The Imperial Stout I did get to try was Sam Smith's, it's a brewery I have a long association with since the first pub I started regularly drinking in as a nipper was a Sam Smith's boozer - one that has very much resisted the changes that seem to have happened everywhere else since. The pub on the corner opposite has undergone at least two major refurbishments and name changes, and now seems rather more like a café bar than a pub.

The beer itself is rather more savoury than many Imperial Stouts I've had before, very much a grown up beer. There was lots of coffee and bitter chocolate on the nose and on the palate there was liquorice root and a remorseless bitterness, although I suspect I was drinking it a bit cold since it yielded slightly more mellow cherry and dried fruit flavour as it warmed a bit. Cracking beer though - and good to see it's seaweed rather than isinglass fined.

7% abv. £1.95 (33cl) from York Beer and Wine Shop

Tuesday, 27 March 2012

Nøgne Ø Imperial Stout


At the instigation of Phil of Beersay fame, and because I don't have any Temptation for Friday's Durham Brewery promoted '#impoff' (Imperial Stout Twitter tasting) I ended up drinking a Nøgne Ø Imperial Stout yesterday evening.

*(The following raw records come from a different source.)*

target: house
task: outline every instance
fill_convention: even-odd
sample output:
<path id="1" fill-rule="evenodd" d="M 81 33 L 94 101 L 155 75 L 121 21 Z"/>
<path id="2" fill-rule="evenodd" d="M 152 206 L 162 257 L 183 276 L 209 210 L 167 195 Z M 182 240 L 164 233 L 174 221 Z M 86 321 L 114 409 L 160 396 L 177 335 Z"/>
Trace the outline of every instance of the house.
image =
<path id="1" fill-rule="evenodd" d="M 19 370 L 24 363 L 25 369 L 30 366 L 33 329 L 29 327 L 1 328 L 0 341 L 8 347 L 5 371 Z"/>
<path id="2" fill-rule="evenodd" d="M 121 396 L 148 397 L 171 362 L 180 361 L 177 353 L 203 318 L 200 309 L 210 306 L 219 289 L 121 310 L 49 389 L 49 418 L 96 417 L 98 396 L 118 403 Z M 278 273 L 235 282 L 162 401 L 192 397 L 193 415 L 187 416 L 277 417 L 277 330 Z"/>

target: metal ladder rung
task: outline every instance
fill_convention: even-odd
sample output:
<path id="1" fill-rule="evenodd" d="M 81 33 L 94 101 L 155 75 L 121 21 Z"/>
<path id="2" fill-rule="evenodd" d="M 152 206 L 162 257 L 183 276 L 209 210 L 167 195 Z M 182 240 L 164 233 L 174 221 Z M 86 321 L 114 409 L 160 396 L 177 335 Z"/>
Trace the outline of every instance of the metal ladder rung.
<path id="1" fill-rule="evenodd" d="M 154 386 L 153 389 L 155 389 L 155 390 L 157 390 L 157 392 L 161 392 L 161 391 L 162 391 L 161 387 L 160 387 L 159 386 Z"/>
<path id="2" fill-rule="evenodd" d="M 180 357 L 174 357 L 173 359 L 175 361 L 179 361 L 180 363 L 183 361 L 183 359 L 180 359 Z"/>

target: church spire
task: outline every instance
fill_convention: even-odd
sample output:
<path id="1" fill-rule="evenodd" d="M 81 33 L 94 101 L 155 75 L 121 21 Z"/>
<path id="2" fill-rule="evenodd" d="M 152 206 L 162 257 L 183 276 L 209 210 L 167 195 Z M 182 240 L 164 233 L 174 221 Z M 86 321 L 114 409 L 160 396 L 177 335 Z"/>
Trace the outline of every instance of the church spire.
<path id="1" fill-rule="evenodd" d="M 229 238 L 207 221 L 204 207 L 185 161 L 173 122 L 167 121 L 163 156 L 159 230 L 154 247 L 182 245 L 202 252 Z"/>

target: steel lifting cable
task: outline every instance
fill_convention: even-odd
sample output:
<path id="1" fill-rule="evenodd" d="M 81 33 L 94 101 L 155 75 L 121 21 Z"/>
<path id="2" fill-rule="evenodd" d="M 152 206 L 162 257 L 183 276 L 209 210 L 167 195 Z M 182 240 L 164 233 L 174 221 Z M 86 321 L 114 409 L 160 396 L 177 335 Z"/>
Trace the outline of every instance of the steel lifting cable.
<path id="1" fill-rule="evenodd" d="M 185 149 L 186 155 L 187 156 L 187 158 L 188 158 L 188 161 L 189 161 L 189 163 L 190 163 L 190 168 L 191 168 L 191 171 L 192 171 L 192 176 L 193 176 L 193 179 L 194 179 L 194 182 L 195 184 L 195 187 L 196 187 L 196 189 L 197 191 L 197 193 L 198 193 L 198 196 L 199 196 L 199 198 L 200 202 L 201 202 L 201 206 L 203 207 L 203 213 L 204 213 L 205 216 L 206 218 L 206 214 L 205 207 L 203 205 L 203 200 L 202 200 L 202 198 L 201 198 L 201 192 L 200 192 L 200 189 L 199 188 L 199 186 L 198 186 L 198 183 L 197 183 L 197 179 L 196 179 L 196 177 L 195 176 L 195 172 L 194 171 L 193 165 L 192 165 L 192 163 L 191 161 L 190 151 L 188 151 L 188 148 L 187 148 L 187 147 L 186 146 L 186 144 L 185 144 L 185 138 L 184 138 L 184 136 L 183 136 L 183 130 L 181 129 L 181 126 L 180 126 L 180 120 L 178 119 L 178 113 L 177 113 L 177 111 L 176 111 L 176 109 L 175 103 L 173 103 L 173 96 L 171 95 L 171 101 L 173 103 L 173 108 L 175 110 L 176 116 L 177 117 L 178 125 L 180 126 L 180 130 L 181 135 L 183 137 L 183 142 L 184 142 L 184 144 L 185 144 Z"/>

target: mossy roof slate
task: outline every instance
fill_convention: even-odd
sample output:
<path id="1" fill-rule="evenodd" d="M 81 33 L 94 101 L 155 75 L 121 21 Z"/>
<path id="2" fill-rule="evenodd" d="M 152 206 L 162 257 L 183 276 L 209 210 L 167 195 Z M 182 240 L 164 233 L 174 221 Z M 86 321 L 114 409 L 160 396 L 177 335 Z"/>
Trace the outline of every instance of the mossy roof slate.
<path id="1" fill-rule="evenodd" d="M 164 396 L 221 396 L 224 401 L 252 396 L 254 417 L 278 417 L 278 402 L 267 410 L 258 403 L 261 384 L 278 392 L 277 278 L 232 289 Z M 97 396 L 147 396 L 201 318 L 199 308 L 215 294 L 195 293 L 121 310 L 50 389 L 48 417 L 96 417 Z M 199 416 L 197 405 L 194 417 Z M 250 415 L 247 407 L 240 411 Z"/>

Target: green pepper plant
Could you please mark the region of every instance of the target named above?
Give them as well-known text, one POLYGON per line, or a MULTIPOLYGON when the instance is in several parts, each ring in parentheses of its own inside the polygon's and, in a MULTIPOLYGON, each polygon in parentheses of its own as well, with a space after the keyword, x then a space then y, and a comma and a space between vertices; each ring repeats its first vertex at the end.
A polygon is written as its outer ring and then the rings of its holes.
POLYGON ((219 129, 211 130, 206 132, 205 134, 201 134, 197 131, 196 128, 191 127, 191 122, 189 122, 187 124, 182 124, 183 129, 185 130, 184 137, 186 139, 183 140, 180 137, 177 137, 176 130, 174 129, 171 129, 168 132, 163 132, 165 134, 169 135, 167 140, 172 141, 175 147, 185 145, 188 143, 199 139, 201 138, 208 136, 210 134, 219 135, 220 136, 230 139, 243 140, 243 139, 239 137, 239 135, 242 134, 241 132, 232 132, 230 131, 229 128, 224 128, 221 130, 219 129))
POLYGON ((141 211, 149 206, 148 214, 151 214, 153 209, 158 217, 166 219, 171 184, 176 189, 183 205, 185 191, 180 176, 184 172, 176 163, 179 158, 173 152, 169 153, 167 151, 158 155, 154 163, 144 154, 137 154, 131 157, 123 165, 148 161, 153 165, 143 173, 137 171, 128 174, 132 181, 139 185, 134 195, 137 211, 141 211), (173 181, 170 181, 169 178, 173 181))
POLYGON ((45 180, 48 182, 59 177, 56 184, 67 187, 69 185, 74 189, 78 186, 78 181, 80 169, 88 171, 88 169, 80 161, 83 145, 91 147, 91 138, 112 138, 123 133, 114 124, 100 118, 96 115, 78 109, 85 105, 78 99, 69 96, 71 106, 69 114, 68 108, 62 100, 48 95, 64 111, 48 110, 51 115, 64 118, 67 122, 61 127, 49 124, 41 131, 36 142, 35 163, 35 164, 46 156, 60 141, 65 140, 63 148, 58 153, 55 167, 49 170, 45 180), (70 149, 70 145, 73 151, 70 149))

It pours with a gorgeous deep tan head which retained well as I drank the beer. There's dark chocolate, a faint soapiness and a slight lactic/milky coffee note to the nose. On the palate it's both dry and rich, with lots more coffee, bitter cherry and pine hop flavour. It holds the alcohol well, not spirity. (Possibly dangerous that!) Good balance with the chocolate & touch of vanilla. Coffee keeps coming as you drink it, along with more spicy notes. On the whole a fine beer. It's not overly exciting, but certainly impeccably made. Sometimes it's easy to get carried away with the power of some modern beers when you're tasting them but for me they have to have a corresponding amount of character to back up high abv. I'm just not sure this needed to be 9%.


A Duvel glass came out due to discussion
centred on a previous blog post!
On poking round the website it was interesting to see that Nøgne Ø don't appear to brew a 'non-imperial' stout and I wonder if they could get a similar amount of character into one without the abv. It was a flippant comment at the time but I mentioned to a couple of people on Twitter that it could maybe have done with some time in an old PX sherry/whisky butt to add character, and given the guys at Nøgne Ø have aged a similar beer in Cognac barrels, it suggests I might not be alone in that thought - this I'd love to have tried.

£4.75 (50cl) from York Beer & Wine Shop.